Here I will try and provide some intuition for SVCs. The code for the figures is at the end.
Linear SVCs Suppose you have a batch of 2-pixel "images", and each image is labelled either A or B. Here's a sample of 5 images:

Each pixel is considered as a feature. In this example, the two pixels defined a 2D feature space that we could visualise along an x and y axis. When you have an 8x8 image for example, you have a 64-dimensional feature space.
For each image (there are 500), you can consider the pixel values (intensities) as features. Plotting the samples in feature space (pixel 1 - pixel 2 space), and colouring them by their label, yields this representation:

Linear SVCs work by drawing a line in feature space that separates the two classes. The best line is the one with the widest margin.

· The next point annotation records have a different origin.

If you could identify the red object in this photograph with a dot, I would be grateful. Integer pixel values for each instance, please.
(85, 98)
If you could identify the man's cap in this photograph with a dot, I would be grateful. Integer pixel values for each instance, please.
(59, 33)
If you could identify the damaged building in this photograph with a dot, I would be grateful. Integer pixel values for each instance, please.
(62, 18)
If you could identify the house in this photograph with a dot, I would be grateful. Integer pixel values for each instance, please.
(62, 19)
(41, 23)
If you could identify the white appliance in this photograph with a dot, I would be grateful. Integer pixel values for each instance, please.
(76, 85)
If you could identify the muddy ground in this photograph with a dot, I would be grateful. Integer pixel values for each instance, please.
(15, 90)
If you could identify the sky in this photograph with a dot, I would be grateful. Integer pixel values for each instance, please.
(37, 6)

The entire area above the decision line is considered to belong to class A, and the entire area below the decision line is considered to be class B. When you have a new sample, the SVC assesses where it falls in relation to the decision line: above the line means it will predict 'A', and below the line means it'll predict 'B'.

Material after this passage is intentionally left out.